The authors say that, while AI could eventually boost overall employment and wages, it could put large swaths of the labour force out of work for extended periods.
“The sheer scale and speed of the transformation pose risks to labour markets. While automation and robots have already displaced low- and middle-skill jobs involving routine tasks, gen AI’s capabilities extend to more intelligent automation, potentially amplifying job losses in cognitive occupations,” the report says.
That means labour’s income share in overall national income may further decline, exacerbating income and wealth inequality. “Dominant firms in increasingly concentrated markets could reinforce their market power and enjoy monopoly rents,” the authors say.
The report argues that fiscal policy should have a major role to play in supporting a more equal distribution of gains and opportunities from generative AI, but that this will require “significant upgrades to social protection and tax systems around the world”.
The IMF says lessons can be learned from recent economic upheavals such as the 2008 financial crisis, when some industries slimmed down their workforces, compensating via advances in automation – that could be repeated with the introduction of AI.
“Similarly, there are risks around financial stability, so given the IMF mandate to pay close attention to developments on macro- and on financial-stability issues, we're paying close attention to AI,” Gita Gopinath the IMF’s First Deputy Managing Director said in a video interview accompanying a blog on the paper.
Cushioning the impact
IMF modelling suggests more generous unemployment insurance could cushion the negative impact of AI on workers, allowing displaced workers to find jobs that better match their skills. More sector-based training, apprenticeships, and upskilling and reskilling programs may also be needed to prepare workers for AI-related jobs. For those unable to reskill immediately and facing long-term unemployment, far-reaching social-assistance programs will be needed.
Governments will be responsible for driving much of this change, but there will be ramifications for companies too, and not just in helping to reskill their own workforces – there may well be a financial cost.
Ensuring what might be termed a just transition for the introduction of AI is going to require a lot of money, which is why the IMF wants to talk about fiscal policy.
The paper notes that some developed countries have increased corporate tax breaks on software and computer hardware in an effort to drive innovation, but that these incentives tended to encourage companies to replace workers through automation. The authors say corporate tax systems that inefficiently favour rapid displacement of human jobs should be reconsidered, given the risk they could magnify the “dislocations from AI”.
They argue against a specific tax on AI, saying that this risked holding back investment and innovation, stifling productivity gains, that it would be hard to put into practice and that it could do more harm than good if poorly targeted.
However, they say a tax or levy related to carbon emissions generated by the extra energy required to drive AI systems could work.

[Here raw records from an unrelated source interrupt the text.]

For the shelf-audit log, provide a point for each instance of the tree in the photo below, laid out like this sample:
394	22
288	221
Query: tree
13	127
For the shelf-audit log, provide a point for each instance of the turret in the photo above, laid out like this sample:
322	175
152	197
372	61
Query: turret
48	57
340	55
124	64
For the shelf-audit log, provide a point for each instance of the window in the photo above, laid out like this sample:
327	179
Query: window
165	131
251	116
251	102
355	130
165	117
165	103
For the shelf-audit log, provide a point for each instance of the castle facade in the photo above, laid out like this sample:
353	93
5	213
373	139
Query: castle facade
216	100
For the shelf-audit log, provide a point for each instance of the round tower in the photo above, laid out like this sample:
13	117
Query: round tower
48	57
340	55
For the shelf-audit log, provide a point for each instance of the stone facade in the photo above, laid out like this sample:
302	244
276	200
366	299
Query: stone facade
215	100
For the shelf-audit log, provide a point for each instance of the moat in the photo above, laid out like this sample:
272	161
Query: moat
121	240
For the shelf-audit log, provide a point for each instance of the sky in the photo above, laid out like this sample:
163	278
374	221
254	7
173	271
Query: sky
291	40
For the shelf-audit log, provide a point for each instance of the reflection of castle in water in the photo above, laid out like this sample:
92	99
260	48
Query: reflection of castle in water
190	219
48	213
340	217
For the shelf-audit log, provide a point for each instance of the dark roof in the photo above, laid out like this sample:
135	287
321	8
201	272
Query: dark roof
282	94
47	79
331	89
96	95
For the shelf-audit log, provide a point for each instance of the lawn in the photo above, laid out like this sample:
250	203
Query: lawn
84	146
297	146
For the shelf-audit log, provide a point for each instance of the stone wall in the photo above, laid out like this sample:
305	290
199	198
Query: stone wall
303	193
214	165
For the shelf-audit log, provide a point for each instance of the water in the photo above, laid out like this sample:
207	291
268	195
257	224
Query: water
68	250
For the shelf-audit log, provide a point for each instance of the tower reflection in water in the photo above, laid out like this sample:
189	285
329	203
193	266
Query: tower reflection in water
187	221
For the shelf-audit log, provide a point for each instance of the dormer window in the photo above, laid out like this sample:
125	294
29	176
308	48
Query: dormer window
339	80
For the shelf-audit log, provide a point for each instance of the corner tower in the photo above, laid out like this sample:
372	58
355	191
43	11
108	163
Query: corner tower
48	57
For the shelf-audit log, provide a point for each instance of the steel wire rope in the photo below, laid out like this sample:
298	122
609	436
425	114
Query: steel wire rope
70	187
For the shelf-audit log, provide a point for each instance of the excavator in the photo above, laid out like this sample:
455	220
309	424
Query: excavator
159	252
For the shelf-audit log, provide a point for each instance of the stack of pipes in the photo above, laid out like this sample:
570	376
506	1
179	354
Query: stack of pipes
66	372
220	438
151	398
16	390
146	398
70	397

“Given the large amount of energy consumed by AI servers, taxing the associated carbon emissions is a good way to reflect the external environmental costs in the price of the technology,” according to the report.
Tax implications
More generally, they argue for corporate income taxes to be strengthened, noting that, since the 1980s, the tax burden on capital income has steadily declined in advanced economies while the burden on labour income has increased – a situation unfavourable to workers in an era of higher income inequality and greater concentration of wealth that innovative AI is unlikely to bring to an end quickly.
A global minimum tax agreed by over 140 countries that sets a minimum 15% effective tax rate on multinational companies is seen as a step in the right direction. Other measures could include a supplemental tax on excess profits, higher taxes on capital gains, and improved enforcement, the authors say.